Kidd is torn apart and Killer is (almost) too late.
(Or: Remember that nebulous Kidd vs. Shanks fight? Yeah, that.)
Tags: Angst, Blood and Violence, Mild Gore, Kidd Is Straight Up Not Having A Good Time, Shanks Is A Bit Of A Bastard
Post-Summit War setting, during the Timeskip. Content warning for lots of blood and some gore. Read Chapter 2 here.
***
“Fight me!”
A shout like a gun going off, sparks flying, black powder catching fire. Two words, bang bang, and the world stops spinning in the silence that follows.
Kidd is grinning, teeth sharp and eyes alight, near-feral with bloodlust. “Did ya hear me, Red-Haired Shanks?”, he calls across the beach, the Victoria Punk behind and an Emperor’s lair ahead.
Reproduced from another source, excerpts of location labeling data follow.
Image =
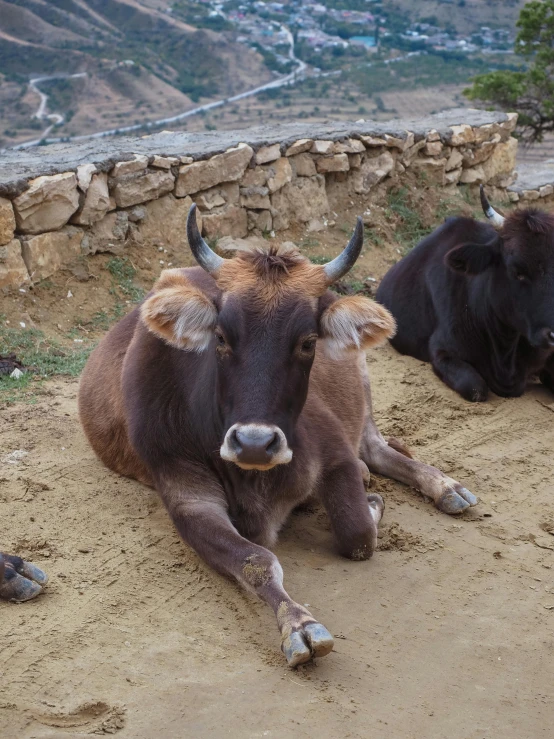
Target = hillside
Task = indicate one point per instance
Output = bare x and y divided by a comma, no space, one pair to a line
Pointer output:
141,63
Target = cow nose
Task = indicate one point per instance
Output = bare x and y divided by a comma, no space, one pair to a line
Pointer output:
255,445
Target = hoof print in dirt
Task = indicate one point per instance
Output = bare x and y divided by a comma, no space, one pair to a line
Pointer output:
20,580
312,641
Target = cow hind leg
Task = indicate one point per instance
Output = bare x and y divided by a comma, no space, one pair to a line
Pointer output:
447,494
460,376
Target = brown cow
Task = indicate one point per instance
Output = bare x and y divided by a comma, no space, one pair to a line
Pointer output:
239,390
19,580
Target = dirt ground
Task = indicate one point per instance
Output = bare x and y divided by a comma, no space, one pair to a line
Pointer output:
446,633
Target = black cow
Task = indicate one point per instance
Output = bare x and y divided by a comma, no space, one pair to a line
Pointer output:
477,301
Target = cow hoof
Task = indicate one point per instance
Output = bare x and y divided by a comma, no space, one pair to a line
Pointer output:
313,640
456,501
22,580
376,506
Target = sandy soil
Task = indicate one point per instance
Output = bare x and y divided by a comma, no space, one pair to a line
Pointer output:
447,632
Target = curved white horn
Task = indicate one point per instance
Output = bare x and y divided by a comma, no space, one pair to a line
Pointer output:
339,266
205,256
496,219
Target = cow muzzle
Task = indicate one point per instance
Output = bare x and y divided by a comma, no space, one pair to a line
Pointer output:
255,446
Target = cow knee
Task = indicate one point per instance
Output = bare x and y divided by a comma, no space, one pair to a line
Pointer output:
359,545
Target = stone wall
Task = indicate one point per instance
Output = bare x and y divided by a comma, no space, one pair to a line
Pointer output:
59,203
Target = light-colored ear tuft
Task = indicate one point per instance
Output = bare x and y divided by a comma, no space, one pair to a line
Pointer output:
354,323
180,313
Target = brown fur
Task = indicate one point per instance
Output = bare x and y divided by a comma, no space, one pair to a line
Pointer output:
160,414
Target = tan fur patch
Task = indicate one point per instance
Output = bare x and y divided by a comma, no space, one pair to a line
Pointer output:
354,323
180,313
270,276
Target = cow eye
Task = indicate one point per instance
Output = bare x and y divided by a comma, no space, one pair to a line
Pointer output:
521,275
308,345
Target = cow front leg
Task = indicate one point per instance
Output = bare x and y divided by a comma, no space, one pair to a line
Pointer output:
20,580
447,494
458,375
354,515
202,520
546,376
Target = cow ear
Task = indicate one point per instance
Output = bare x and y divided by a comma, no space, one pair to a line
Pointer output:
354,323
472,259
180,313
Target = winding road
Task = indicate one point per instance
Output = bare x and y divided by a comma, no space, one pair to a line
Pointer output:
58,119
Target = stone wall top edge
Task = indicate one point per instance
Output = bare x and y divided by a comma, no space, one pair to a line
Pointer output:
16,167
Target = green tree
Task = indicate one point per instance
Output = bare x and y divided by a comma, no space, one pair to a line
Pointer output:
530,91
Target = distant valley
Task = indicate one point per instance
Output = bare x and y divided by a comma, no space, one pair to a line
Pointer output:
102,65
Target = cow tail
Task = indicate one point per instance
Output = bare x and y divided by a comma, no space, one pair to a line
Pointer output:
399,446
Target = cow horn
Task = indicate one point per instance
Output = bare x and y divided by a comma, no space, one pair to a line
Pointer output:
492,215
205,256
339,266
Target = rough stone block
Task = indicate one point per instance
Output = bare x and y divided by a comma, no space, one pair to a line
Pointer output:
164,223
480,153
96,201
501,162
164,162
300,201
139,163
433,170
84,176
454,160
261,220
278,174
268,154
255,197
349,146
394,142
229,222
486,132
336,163
48,252
322,147
433,148
372,172
530,194
462,134
7,221
226,167
13,271
299,147
256,177
224,194
372,141
109,234
453,177
303,165
473,176
134,189
48,204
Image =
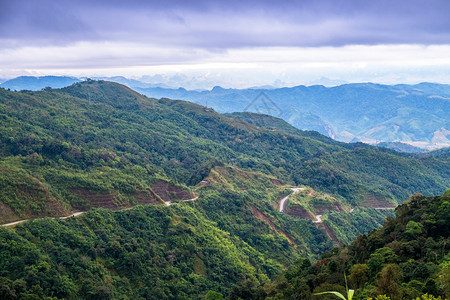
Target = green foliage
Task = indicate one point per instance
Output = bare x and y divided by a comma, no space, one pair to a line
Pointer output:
387,263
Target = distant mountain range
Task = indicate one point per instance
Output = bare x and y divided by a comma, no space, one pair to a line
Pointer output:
404,117
33,83
372,113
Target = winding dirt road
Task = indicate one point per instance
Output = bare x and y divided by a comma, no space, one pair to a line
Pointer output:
61,218
283,201
168,203
283,204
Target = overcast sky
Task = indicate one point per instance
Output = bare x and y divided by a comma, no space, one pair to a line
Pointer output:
229,43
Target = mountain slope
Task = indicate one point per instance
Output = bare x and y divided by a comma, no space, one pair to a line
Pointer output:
100,144
406,258
415,114
38,83
115,141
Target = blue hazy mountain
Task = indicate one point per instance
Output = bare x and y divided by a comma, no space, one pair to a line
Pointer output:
367,112
417,115
38,83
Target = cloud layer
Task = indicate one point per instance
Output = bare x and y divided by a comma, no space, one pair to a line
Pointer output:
226,24
232,43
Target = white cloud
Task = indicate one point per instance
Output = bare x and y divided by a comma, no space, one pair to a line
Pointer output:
240,67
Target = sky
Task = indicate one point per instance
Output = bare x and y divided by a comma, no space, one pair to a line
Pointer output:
200,44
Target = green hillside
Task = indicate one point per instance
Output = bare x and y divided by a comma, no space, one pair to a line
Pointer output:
98,144
406,258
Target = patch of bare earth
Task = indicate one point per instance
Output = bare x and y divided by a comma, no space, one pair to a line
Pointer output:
96,199
263,218
330,233
376,201
276,182
168,192
6,213
299,212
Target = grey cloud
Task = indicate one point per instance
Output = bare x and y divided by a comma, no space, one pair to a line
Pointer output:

They’re outnumbered, surrounded already, blood seeping into the sand that shifts beneath their boots.
“I want a duel. Just you and me.”
At Kidd’s back, Killer stares at Benn Beckman, watches him raise an eyebrow and continue to smoke. They haven't moved, him and Shanks’ other officers, content to stand by at the very edge of the jungle where the sun struggles to breach its gloom. Something about how casual it is makes Killer lock his jaw, raise his scythes like fangs.
A glance is all he’s worth, an amused uptilt to thin lips. Beckman exhales, breath hazy with smoke, and nods at his captain. Watch and learn.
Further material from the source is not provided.